# Torque Problem

1. Dec 17, 2008

### Intrusionv2

1. The problem statement, all variables and given/known data

Find net torque.

2. Relevant equations

T = F(d) and T = F(d)sinx

Torque = T
Force = F
d = distance

3. The attempt at a solution

100(0) - 200(4)sin40 - 120(14) + 150(8) = -994.2 Nm

Did I do this correctly? Notice I crossed out the 400N also because I think that it does not affect it.

2. Dec 17, 2008

### LowlyPion

Welcome to PF.

I think your second term is 6m from the pivot not 4m.

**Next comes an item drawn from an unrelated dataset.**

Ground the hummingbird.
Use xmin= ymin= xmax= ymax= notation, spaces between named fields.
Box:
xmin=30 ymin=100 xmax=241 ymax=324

Your bottom force - 150N - is 15m from the pivot not 8m as your equation suggests.

3. Dec 17, 2008

### Intrusionv2

Ah, thanks, but how is 150N 15m away from the pivot point? Do I just go up? Sorry I do not understand :(

4. Dec 17, 2008

### LowlyPion

It's the projection of the force to a line that is perpendicular to the pivot. That is the way you should be taking Torque.

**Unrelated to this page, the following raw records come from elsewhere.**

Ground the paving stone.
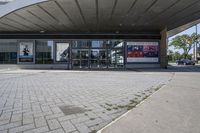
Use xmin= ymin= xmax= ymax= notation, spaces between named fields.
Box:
xmin=34 ymin=117 xmax=47 ymax=128
xmin=23 ymin=115 xmax=34 ymax=125
xmin=46 ymin=128 xmax=65 ymax=133
xmin=60 ymin=121 xmax=76 ymax=132
xmin=0 ymin=119 xmax=9 ymax=126
xmin=84 ymin=118 xmax=103 ymax=127
xmin=75 ymin=123 xmax=91 ymax=133
xmin=0 ymin=69 xmax=172 ymax=133
xmin=47 ymin=119 xmax=61 ymax=130
xmin=11 ymin=113 xmax=22 ymax=122
xmin=9 ymin=123 xmax=35 ymax=133
xmin=58 ymin=114 xmax=77 ymax=122
xmin=0 ymin=130 xmax=8 ymax=133
xmin=71 ymin=116 xmax=90 ymax=124
xmin=23 ymin=126 xmax=49 ymax=133
xmin=0 ymin=121 xmax=21 ymax=131
xmin=0 ymin=112 xmax=12 ymax=121
xmin=71 ymin=131 xmax=80 ymax=133
xmin=45 ymin=113 xmax=65 ymax=120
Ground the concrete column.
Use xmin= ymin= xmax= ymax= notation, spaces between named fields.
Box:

For instance the one at an angle of 40° if you extended that out you would see that the lever arm that is perpendicular to the force is Sin40° times the 6m length.

For the bottom force it is acting horizontally, but it is acting through the vertical line from the pivot at a distance of 14 + 1 = 15.

5. Dec 17, 2008

### Intrusionv2

Ahhh...that clears up so many things. Thank you so much!